I'm mostly a very lightweight geek, but I do one thing that's quite hard core, these days: I run my own mailserver, rather than letting Google do it for me. (I know they just want to love me. I know, I know.)

This includes outgoing mail. I send all my mail through my own postfix server, which - until today - relayed it all through my ISP's SMTP server. Geeks have been doing this sort of thing for years.

Lately I've had a bit of a problem: more and more of my mails are getting rejected by SPF. Especially ones from my redhat.com address, because redhat.com implements SPF, and so any server which also implements it will flag or refuse mail that claims to be from a redhat.com email address but which didn't arrive from Red Hat's outgoing mail server.

This is a bit of a pain. If you're in the same situation but you don't run your own mail server, all you need to do is make sure each of your accounts is set to send outgoing mail through the correct server, don't just send them all through your ISP server.
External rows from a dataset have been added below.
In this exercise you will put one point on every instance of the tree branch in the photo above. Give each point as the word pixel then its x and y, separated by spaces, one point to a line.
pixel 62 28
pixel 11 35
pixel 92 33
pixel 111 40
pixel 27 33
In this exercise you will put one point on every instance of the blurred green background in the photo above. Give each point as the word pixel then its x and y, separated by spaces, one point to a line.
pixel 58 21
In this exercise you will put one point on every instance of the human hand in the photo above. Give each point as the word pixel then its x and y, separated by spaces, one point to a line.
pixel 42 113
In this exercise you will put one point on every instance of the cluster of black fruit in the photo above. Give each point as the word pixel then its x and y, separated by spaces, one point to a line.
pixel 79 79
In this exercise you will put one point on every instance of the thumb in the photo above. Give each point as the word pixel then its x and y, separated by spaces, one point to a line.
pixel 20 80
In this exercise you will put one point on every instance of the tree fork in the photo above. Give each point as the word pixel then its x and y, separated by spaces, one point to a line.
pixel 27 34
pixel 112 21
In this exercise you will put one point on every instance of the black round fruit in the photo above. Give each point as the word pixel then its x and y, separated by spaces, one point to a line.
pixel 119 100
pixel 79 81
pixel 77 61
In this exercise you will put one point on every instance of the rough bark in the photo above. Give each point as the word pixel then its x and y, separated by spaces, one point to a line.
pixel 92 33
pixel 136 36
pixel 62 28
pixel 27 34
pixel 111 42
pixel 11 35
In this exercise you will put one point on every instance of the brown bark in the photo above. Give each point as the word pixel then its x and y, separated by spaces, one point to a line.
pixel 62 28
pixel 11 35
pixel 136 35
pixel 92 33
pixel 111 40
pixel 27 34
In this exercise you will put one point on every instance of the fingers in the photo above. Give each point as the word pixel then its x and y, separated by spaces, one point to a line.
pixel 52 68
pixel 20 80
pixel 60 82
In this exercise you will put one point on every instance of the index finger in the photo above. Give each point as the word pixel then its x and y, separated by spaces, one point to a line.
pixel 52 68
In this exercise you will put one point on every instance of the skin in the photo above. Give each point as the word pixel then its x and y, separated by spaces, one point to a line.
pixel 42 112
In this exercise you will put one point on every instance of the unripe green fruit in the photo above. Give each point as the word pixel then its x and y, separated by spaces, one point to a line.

If you run your own mail server which then relays the mail, though, it's a bit trickier.

I started on a whiny post about how SPF was evil, then decided I'd better just try and fix it instead. So with a few minutes of Googling, here's how you do it, with Postfix at least. Postfix has a feature which lets you override the relayhost parameter conditionally, depending on the address the email claims to be from. So, I added a line like this in my /etc/postfix/main.cf:

sender_dependent_relayhost_maps = hash:/etc/postfix/sender_relay

and I created the file /etc/postfix/sender_relay , which contains this single line:

@redhat.com [foobaroutgoingserver.redhat.com]

et voila. Any mail sent through my server which claims to be from someone@redhat.com gets relayed via Red Hat's SMTP server (no, that's not its real address), not via my ISP's server (which all my other mail gets relayed through). That was simple.


mcepl wrote on 2009-05-03 19:52:
a) I found it useful to also plain rule to send all emails directed to @redhat.com address (whatever email address they come from) to be sent through internal SMTP server as well. Just a security measure for emails with @redhat.com recipient (and possibly with confidential content) be sent internally. Put redhat.com :[secret.smtp-server.redhat.com] .redhat.com :[secret.smtp-server.redhat.com] b) why do you hate comments? Ever heard about OpenID? Wordpress should support it. Matěj
adamw wrote on 2009-05-03 19:56:
I don't hate comments, I hate spam. :) Yes, I've heard of OpenID, but I've generally found it to be about as useful as a chocolate teapot. It's my blog, I'll be as lazy as I like in maintaining it ;). I figure if you're not willing to spend ten seconds to sign up before saying what you want to say, it probably wasn't worth reading anyway...I've been filtered out in a similar way on other people's blogs, and when I thought about it the next day, it always turned out that what I wanted to say wasn't really worthwhile...heh.